My next realization was that in most cases what I really wanted was to be able to know every single command I had ever run, basically without exception. So I started documenting that instead of focusing on the wording and the explanations. Then I started to feel like I wasn’t capturing every command reliably because I would get distracted trying to figure out a problem and forget to, and it was duplication of effort to copy and paste commands from the console to the document or vice versa. That turned into the idea of collecting bunches of commands together into a script, that I could potentially just run, which would at least reduce the risk of gaps and missing steps. Then I could put the commands I wanted to run right into the script, run the script, and then save it for posterity, knowing I’d accurately captured both the commands I ran and the changes I made to get it working by keeping it in version control.

But upon attempting to do so, I found that just a bunch of long lists of commands on their own isn’t terribly useful so I started to group all the lists up, attempting to find commonalities by things like server or service, and then starting organize them better into scripts for different roles and intents that I could apply to any server or service, and over time this started to develop into quite a library of scripts. As I was doing this organizing I realized that as long as I made sure the script was functionally idempotent (doesn’t change behaviors or duplicate work when run repeatedly, it’s an important concept) I can guarantee that all my commands are properly documented and also that they have all been run – and if they haven’t, or I’m not sure, I can just run the script again as it’s supposed to always be safe to re-run no matter what state the system is in. So I started moving more and more to this strategy, until I realized that if I just organized this well enough, and made the scripts run automatically when they are changed or updated, I could not only improve my guarantees of having all these commands reliably run, but also quickly run them on many different servers and services all at once without even having to think about it.

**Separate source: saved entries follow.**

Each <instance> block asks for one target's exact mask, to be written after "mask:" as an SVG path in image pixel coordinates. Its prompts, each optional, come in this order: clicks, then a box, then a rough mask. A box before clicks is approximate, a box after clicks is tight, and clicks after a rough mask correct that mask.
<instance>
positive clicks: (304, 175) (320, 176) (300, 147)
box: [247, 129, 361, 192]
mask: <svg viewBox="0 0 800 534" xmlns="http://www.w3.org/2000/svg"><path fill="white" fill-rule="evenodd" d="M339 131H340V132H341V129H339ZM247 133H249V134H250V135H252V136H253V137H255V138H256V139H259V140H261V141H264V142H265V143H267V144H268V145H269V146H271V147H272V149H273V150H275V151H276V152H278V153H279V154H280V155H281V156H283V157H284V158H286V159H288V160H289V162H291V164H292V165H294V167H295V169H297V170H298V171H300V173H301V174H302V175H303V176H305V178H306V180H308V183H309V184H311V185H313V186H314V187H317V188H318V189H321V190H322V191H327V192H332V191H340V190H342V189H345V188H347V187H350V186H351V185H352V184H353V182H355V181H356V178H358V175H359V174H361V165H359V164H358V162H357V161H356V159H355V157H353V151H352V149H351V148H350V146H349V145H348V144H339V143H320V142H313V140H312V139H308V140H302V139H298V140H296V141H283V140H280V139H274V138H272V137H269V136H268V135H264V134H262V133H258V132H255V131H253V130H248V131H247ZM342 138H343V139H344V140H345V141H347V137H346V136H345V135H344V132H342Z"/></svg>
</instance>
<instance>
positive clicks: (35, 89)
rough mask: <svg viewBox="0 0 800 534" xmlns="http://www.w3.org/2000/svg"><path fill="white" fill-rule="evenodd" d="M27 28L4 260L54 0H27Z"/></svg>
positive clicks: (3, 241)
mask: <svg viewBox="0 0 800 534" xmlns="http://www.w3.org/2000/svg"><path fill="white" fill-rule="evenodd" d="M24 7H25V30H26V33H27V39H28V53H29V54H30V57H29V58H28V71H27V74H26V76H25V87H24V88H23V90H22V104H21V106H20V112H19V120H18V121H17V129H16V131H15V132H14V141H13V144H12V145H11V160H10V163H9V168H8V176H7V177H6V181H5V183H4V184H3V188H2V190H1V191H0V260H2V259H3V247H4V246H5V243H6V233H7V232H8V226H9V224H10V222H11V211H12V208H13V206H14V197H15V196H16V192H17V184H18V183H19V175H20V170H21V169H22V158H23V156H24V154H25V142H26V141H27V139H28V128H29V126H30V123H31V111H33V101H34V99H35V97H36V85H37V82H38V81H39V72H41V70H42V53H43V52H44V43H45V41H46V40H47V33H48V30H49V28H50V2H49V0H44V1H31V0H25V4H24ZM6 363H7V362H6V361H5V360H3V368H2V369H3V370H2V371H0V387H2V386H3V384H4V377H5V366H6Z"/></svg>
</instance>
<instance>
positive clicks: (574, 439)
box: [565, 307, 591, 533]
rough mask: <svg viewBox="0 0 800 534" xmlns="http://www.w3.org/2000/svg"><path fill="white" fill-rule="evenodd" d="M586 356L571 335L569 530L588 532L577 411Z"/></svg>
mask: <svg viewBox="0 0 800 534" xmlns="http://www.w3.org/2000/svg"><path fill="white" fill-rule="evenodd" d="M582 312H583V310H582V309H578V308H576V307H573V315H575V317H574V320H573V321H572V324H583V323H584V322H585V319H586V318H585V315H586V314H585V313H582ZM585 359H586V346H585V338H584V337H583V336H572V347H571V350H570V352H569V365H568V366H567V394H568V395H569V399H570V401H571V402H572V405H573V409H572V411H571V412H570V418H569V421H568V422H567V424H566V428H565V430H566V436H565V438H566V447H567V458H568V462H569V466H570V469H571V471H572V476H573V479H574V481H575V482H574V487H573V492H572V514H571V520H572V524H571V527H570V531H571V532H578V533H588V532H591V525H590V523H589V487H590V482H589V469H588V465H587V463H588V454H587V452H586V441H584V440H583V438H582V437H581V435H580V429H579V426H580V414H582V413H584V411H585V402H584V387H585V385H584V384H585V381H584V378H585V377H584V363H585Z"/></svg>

There are some downsides of course, this leaves the potential of bugs in the scripts that make it not idempotent or not safe to re-run, and the only thing I can do is try to make sure they don’t happen, and if they do, identify and fix these bugs when they happen. The next step is probably to have some kind of testing process and environment (preferably automated) but now I’m really getting into the weeds. But at least I don’t really have any concerns that my system is undocumented anymore. I can quickly reference almost anything it’s doing or how it’s set up. That said, one other risk is that the system of scripts and automation becomes so complex that they start being too complex to quickly untangle, and at that point I’ll need better documentation for them. And ultimately you get into a circle of how do you validate the things your scripts are doing are actually working and doing what you expect them to do and that nothing is being missed, and usually you run back into the same ideas that doomed your documentation from the start, consistency and accuracy.

It also opens an attack vector, where somebody gaining access to these scripts not only gains all the most detailed knowledge of how your system is configured but also the potential to inject commands into those scripts and run them anywhere, so you have to make sure to treat these scripts and systems like the crown jewels they are. If they are compromised, you are in serious trouble.

By now I have of course realized (and you all probably have too) that I have independently re-invented infrastructure-as-code. There are tools and systems (ansible and terraform come to mind) to help you do this, and at some point I may decide to take advantage of them but personally I’m not there yet. Maybe soon. If you want to skip the intermediate steps I did, you might even be able to skip directly to that approach. But personally I think there is value in the process, it helps defining your needs and building your understanding that there really isn’t anything magical going on behind the scenes and that may help prevent these tools from turning into a black box which isn’t actually going to help you understand your system.

Do I have a perfect system? Of course not. In a lot of ways it’s probably horrific and I’m sure there are more experienced professionals out there cringing or perhaps already furiously warming up their keyboards. But I learned a lot, understand a lot more than I did when I started, and you can too. Maybe you’ll follow the same path I did, maybe you won’t. But you’ll get there.